Now there are two snags we might hit: first, I'd like to do away with unique names, because they get us back to the old, difficult to manage, directory tree. Second, to have good tags, you have to internationalize them. For music stuff for instance, French speaking folks would like to use "musique", while English speaking ones will use "music". It has to work transparently when they exchange files, or else it would defeat the purpose of default tags. I can think of solutions such as aliases, normalization at download time, or standard tag names that can be translated by the system, but I'm not sure that's really feasible or usable.
One of the first issues is that the disk likes to work in terms of blocks, which tend to lend themselves to arrays, preferably of fixed size so that related data is contiguous. This leads to a limit on the number of files in a directory and so nesting directories is one of the easiest ways to contain more files.
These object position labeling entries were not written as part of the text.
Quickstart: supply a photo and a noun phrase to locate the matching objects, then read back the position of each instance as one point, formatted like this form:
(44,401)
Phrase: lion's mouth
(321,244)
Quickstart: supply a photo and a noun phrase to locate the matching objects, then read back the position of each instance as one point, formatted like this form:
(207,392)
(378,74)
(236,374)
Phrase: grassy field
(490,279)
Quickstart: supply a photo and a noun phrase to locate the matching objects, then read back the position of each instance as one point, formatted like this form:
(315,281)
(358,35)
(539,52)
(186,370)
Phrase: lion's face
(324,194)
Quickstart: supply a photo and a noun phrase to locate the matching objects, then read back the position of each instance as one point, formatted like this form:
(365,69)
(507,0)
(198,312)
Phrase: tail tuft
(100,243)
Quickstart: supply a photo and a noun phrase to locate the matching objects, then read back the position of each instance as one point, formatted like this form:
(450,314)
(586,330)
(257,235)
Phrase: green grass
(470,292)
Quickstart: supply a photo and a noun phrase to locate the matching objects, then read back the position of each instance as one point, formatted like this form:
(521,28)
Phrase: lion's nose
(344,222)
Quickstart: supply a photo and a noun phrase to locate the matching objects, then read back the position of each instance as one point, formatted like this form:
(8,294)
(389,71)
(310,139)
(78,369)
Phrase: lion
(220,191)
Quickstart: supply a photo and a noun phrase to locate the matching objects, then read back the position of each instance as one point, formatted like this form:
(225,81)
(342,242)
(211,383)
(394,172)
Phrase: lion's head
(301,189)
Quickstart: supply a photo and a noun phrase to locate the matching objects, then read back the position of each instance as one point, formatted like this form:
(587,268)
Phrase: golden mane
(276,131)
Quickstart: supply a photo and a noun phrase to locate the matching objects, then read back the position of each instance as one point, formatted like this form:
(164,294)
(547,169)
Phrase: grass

But it's also a little more than that. Directories can group semantically related files together. This means their meta-data is in the same directory inode and so can be read in as a group. This creates more efficiency. Chances are that you'll often access many related files at once, even if it is just to list a directory, so it helps the file system to have some structure so that the meta-data of related files is all read in at once. It's an optimization that takes advantage of our own semantic information to structure the data.
This arises from disks being a really crappy way to access data. They are slow and work best with sequential reads of large amounts of data. It really isn't that useful for a persistent key-value store whose meta-data alone may be much larger than the amount of available memory.
But I tend to think of it as a KV store most of the time anyway and often wonder why we have the silly idea of directories.